Comparative capacity of orally administered amoxicillin and parenterally administered penicillin-streptomycin to protect rabbits against experimentally induced streptococcal endocarditis.

A single-intramuscular-dose immunization regimen with a penicillin G-streptomycin combination was compared with three oral-dose amoxicillin regimens for the capacity to prevent Streptococcus sanguis infections of experimentally induced valvular heart lesions in rabbits. Challenge doses of 10(4), 10(6), and 10(8) CFU of a strain of S. sanguis equally susceptible to penicillin and amoxicillin were used in this study. Measured by recovery of test organisms from endocardial lesions, the lowest concentration of these inocula was infective for 60% of the recipients; the two higher-concentration inocula were infective for all recipients. The penicillin G-streptomycin combination provided complete protection against infection with inocula of all sizes.
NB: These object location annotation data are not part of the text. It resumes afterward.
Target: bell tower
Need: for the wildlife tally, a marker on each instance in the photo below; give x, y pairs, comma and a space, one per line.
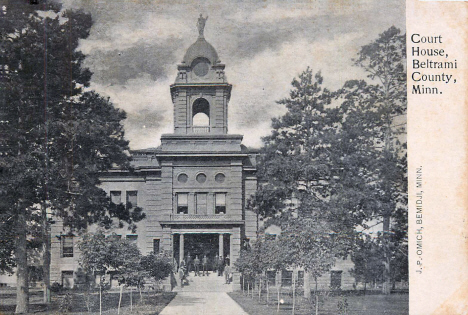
201, 92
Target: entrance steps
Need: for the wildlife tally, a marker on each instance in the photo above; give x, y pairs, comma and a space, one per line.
210, 283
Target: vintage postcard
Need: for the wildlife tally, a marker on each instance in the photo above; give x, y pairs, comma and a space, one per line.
233, 157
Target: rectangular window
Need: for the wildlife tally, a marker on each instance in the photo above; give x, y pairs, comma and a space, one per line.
156, 245
300, 278
220, 203
67, 246
335, 279
182, 203
132, 238
132, 199
201, 203
116, 197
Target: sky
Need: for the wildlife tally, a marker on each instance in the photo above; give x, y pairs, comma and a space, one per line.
135, 45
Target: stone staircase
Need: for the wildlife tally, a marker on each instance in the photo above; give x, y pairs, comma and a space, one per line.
210, 283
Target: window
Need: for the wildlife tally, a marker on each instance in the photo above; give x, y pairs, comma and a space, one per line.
67, 279
116, 197
182, 178
67, 246
246, 243
201, 203
156, 243
132, 199
132, 238
335, 279
220, 203
182, 203
201, 178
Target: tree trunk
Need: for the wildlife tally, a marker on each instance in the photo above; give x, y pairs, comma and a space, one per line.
243, 288
141, 295
278, 286
268, 291
294, 293
100, 296
45, 254
120, 298
306, 285
316, 296
387, 256
22, 274
259, 289
131, 299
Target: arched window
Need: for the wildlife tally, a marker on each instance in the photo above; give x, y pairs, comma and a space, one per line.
201, 112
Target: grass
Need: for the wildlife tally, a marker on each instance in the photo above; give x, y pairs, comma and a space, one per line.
77, 303
394, 304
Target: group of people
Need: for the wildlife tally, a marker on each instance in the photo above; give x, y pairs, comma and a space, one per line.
220, 265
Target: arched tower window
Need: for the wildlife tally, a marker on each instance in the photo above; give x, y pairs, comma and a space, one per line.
201, 112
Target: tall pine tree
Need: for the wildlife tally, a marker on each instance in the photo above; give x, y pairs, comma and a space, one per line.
60, 138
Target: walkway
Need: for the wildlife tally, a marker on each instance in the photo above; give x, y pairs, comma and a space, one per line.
203, 296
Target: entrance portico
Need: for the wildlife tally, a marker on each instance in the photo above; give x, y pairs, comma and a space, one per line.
210, 242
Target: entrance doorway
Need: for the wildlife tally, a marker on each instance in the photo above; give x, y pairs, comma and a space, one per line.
201, 244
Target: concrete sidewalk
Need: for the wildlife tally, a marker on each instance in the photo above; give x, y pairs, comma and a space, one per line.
203, 303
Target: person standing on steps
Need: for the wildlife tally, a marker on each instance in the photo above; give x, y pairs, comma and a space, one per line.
196, 263
189, 262
220, 266
205, 265
227, 273
182, 271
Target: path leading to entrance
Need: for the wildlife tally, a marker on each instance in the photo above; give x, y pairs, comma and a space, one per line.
204, 295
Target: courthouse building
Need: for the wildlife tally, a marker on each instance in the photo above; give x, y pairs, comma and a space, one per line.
193, 188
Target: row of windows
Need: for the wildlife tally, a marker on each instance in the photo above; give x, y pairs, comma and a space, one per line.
201, 204
131, 197
201, 178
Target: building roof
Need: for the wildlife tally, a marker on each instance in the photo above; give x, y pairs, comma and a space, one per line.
201, 48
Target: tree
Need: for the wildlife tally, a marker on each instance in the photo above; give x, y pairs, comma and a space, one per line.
311, 244
301, 164
157, 266
377, 106
101, 254
60, 137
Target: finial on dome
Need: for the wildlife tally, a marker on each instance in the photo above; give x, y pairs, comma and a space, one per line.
201, 25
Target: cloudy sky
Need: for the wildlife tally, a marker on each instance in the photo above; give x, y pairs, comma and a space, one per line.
135, 46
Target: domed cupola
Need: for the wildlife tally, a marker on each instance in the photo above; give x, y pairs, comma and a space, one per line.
201, 49
200, 92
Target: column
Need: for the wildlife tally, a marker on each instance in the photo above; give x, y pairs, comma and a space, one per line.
221, 245
181, 248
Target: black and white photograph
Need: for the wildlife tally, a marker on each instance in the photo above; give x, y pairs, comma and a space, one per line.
204, 157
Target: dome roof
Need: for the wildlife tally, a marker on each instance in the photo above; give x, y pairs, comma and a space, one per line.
201, 48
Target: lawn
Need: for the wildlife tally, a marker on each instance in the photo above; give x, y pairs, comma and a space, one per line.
152, 303
394, 304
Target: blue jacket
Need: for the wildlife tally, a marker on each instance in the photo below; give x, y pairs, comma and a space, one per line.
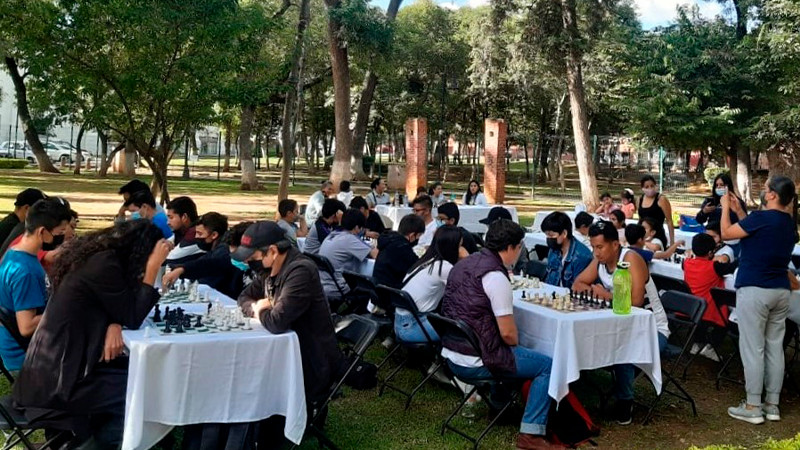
578, 257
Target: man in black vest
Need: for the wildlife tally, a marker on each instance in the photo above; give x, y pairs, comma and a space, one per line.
479, 293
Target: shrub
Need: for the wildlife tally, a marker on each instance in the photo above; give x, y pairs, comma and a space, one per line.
711, 172
9, 163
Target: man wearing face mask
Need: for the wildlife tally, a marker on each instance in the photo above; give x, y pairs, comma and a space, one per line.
287, 295
22, 278
567, 257
396, 252
214, 268
142, 205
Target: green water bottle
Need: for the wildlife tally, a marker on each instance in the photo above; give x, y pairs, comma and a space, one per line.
622, 289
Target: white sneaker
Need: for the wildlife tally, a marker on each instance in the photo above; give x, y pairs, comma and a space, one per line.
709, 352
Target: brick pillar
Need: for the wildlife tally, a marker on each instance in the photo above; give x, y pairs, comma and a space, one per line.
494, 169
416, 155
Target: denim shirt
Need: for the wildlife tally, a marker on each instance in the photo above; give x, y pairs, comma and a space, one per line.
578, 257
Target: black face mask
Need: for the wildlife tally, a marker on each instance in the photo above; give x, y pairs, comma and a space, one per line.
256, 266
50, 246
205, 246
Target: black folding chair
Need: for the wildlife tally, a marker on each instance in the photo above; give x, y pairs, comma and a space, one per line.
724, 297
346, 303
536, 269
402, 300
450, 330
684, 312
664, 283
356, 333
541, 251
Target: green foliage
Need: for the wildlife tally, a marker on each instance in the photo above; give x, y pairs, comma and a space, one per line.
9, 163
710, 173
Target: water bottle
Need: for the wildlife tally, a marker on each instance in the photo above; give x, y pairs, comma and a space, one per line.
622, 289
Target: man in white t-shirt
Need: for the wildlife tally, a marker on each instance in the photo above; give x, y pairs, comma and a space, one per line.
479, 293
423, 207
607, 253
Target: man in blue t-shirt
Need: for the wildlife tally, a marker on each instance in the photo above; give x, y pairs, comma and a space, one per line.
142, 205
22, 279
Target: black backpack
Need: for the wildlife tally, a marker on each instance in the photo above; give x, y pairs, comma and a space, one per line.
568, 422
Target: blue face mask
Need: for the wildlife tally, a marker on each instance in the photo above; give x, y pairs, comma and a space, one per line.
240, 265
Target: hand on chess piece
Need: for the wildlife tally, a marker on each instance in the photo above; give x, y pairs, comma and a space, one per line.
262, 305
169, 278
113, 344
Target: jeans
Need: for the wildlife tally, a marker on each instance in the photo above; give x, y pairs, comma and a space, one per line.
407, 329
530, 365
762, 325
624, 374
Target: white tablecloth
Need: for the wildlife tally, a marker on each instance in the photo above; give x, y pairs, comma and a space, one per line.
469, 215
230, 377
588, 340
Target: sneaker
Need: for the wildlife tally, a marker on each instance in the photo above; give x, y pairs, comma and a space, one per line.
741, 412
709, 352
771, 412
623, 412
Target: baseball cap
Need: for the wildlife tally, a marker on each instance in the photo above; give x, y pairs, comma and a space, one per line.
28, 197
257, 236
496, 213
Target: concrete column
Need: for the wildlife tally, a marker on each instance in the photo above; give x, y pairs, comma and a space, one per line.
494, 169
416, 155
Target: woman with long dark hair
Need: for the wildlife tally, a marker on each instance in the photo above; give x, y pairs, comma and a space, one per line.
711, 209
656, 206
73, 377
763, 287
474, 195
426, 281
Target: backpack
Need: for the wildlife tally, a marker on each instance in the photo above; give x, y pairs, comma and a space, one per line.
568, 422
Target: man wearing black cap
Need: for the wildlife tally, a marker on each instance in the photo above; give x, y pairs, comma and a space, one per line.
497, 213
25, 200
286, 294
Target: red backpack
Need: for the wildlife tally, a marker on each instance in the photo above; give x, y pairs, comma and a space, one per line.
568, 422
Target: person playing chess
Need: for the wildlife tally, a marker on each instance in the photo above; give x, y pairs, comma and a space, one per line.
607, 253
567, 257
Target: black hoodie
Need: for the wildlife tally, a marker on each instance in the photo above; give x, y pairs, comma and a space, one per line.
395, 256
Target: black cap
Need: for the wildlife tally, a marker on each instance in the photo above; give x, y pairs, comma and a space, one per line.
29, 196
257, 236
498, 212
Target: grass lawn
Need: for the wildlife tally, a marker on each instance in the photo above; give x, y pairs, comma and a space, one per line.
362, 420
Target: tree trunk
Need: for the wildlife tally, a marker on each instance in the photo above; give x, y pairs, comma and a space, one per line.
31, 134
341, 97
288, 132
228, 132
78, 152
577, 100
249, 178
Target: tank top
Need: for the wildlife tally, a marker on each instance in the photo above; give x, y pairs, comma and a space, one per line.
652, 301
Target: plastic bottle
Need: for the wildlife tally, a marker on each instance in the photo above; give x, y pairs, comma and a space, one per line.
622, 289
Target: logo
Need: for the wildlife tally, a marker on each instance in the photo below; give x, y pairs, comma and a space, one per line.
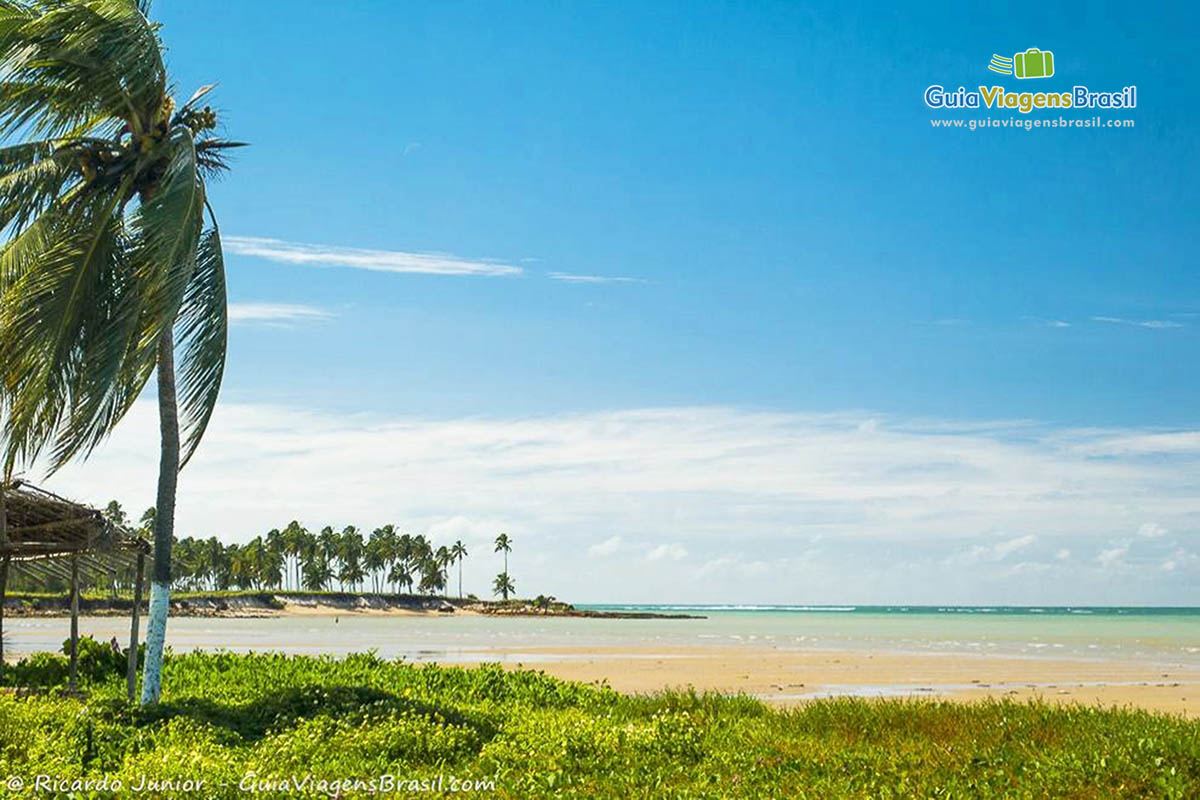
1030, 64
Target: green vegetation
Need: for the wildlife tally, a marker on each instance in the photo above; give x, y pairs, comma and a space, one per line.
226, 715
113, 269
289, 559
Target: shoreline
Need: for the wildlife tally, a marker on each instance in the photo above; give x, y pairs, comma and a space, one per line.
252, 605
790, 677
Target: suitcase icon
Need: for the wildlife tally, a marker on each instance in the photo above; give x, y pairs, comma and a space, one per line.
1033, 64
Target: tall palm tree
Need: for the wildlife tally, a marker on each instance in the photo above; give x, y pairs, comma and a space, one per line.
459, 552
503, 585
109, 256
503, 543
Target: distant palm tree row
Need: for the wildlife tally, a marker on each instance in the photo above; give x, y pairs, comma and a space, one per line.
293, 558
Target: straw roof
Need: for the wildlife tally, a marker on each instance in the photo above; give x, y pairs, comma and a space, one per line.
42, 529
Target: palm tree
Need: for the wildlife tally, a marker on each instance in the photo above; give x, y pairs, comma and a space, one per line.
375, 557
400, 576
503, 543
109, 256
317, 573
349, 553
293, 545
459, 552
503, 585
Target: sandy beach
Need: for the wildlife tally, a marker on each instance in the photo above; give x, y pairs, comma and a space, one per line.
790, 677
1143, 661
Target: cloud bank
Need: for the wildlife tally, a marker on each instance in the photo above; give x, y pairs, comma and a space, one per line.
711, 504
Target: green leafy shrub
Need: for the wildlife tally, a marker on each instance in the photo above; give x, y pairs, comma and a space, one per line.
226, 716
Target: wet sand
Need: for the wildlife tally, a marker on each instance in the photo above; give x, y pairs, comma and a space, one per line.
791, 677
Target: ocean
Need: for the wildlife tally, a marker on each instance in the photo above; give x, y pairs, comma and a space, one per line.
1167, 636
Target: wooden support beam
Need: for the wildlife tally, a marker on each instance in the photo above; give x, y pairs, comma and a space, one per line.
4, 566
73, 680
131, 675
4, 599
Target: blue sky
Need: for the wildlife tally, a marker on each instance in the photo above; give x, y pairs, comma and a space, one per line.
791, 236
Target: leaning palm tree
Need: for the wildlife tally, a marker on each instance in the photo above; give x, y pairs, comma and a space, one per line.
111, 270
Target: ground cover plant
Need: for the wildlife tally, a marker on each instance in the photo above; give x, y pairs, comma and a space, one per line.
240, 722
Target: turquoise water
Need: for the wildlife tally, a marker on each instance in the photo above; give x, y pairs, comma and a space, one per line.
1139, 635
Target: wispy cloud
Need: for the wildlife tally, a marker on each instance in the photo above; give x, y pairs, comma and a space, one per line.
833, 506
607, 547
673, 551
277, 313
1138, 323
569, 277
379, 260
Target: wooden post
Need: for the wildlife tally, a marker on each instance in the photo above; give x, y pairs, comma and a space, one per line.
131, 675
4, 599
4, 567
72, 681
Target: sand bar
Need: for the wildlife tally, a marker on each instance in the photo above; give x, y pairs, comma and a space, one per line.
791, 677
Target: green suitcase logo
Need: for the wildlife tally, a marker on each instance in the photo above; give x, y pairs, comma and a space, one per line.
1033, 64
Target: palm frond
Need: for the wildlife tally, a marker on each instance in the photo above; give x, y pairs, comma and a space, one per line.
202, 334
167, 229
67, 62
45, 313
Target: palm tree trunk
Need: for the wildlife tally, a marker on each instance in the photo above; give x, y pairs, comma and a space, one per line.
165, 519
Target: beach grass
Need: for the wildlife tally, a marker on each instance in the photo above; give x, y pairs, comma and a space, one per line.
234, 721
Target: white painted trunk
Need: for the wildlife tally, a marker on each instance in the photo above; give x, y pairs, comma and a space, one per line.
156, 638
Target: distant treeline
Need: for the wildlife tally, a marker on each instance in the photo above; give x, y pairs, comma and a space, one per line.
293, 558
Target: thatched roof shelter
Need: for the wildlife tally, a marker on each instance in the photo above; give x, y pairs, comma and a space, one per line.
40, 530
42, 535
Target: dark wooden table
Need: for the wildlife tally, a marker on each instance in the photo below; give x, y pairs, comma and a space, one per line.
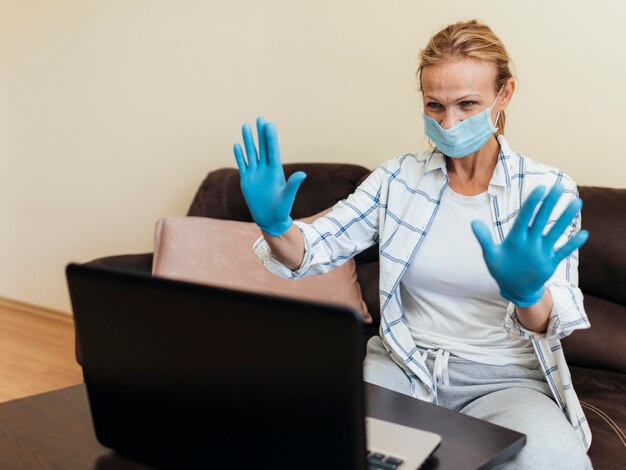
54, 431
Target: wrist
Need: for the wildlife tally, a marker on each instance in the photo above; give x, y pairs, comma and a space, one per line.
276, 228
526, 300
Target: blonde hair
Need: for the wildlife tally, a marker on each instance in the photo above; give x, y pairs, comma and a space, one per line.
468, 39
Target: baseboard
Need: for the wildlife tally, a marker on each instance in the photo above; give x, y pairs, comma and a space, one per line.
36, 310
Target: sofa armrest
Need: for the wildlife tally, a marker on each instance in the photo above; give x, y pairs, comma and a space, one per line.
135, 262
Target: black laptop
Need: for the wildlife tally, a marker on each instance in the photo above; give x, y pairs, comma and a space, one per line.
181, 375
A single-oral-dose amoxicillin regimen (50 mg/kg of body weight) prevented endocarditis when rabbits were challenged with 10(4) CFU, but protection diminished with increasing inoculum concentrations. Similar results were achieved when five oral doses of amoxicillin (8.5 mg/kg of body weight) added at 8-h intervals were included in the single-oral-dose regimen. In contrast, when rabbits received two oral doses of amoxicillin (50 mg/kg of body weight) with a 10-h interval between doses, prophylaxis was fully effective with even the highest inoculum concentration.[1]